Large corporates and management incentivisation – think like an investor!

24 Juni 2024

In private equity-owned companies, it is common to have a Management Incentive Plan where key employees are awarded shares in the business. This is a tried and proven model, in which the value of these shares will be determined by the growth of the business so that interests are aligned between key employees and investors.

We have recently seen more cases where this model is being adopted by corporate businesses aiming to replicate the success of private equity investors.

Such businesses want their teams to deliver an ambitious growth strategy, and they understand that paying salaries and bonuses alone may not be enough to attract, incentivise and retain the calibre of staff required to produce that outcome.

There is a risk that their most successful operatives may be poached by PE-backed businesses able to offer them the type of rewards that are less likely to be on offer at a company without such schemes.

The good news is that there are ways in which larger organisations can incentivise the managers in their key divisions and subsidiaries by installing a PE-like MIP structure, even if they have no plans to undergo a future sale of that part of the business, or indeed the overall group.

Liberty Corporate Finance is ideally positioned to walk you through the process of putting this type of non-deal MIP into place. We can examine and highlight the factors that will be relevant for your business, understand your commercial objectives, and deliver a framework that makes it possible to create a MIP structure appropriate to your organisation and the people within it.

The questions you need to answer while creating non-deal MIPs

If you are a listed business, a regulated entity or a large corporate considering implementing a PE-style reward structure, you should carefully consider the design of the MIP and the types of instruments you need in order to generate maximum buy-in from your teams.

Will you encourage people to invest in the plan; having “skin in the game”, or make it a free award or help with funding mechanics?

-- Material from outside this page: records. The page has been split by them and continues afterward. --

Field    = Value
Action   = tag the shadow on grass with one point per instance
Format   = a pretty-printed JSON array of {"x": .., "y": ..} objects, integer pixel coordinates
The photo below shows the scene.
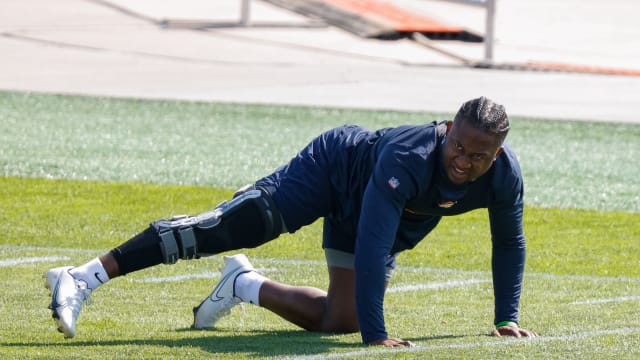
[{"x": 256, "y": 343}]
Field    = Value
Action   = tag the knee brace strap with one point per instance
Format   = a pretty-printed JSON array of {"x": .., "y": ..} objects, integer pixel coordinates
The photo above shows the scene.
[
  {"x": 184, "y": 246},
  {"x": 248, "y": 220}
]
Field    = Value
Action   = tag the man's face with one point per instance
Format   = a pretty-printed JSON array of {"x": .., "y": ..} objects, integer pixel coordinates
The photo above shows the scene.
[{"x": 469, "y": 152}]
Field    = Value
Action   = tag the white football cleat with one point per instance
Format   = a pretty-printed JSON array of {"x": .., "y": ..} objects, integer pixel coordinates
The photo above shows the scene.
[
  {"x": 67, "y": 296},
  {"x": 222, "y": 299}
]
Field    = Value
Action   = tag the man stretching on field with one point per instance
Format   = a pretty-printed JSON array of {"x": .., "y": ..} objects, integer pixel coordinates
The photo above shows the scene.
[{"x": 379, "y": 192}]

Will your plan run to a fixed timeline or be more phased or even evergreen?  If there is a fixed timeline then when this is reached and the MIP pays out, is there a risk that suddenly all of your enriched senior executives feel the time is right to leave?   Should, as an alternative, payouts be phased over staggered periods, or should you consider the creation of an internal market that facilitates buying and selling discrete portions of the MIP periodically with the overall scheme running with no fixed end point.

How Liberty can help you to plan the right strategy for your business

It’s clear from the conversations we have on a regular basis that there are plenty of corporate organisations that see the benefits of a PE-style MIP, but have no transaction event on the horizon to deliver liquidity to potential participants.

Such companies need guidance on the best way forward. They need to know if a PE-style MIP is appropriate to their business – and, if the answer is yes, how to go about implementing such a plan.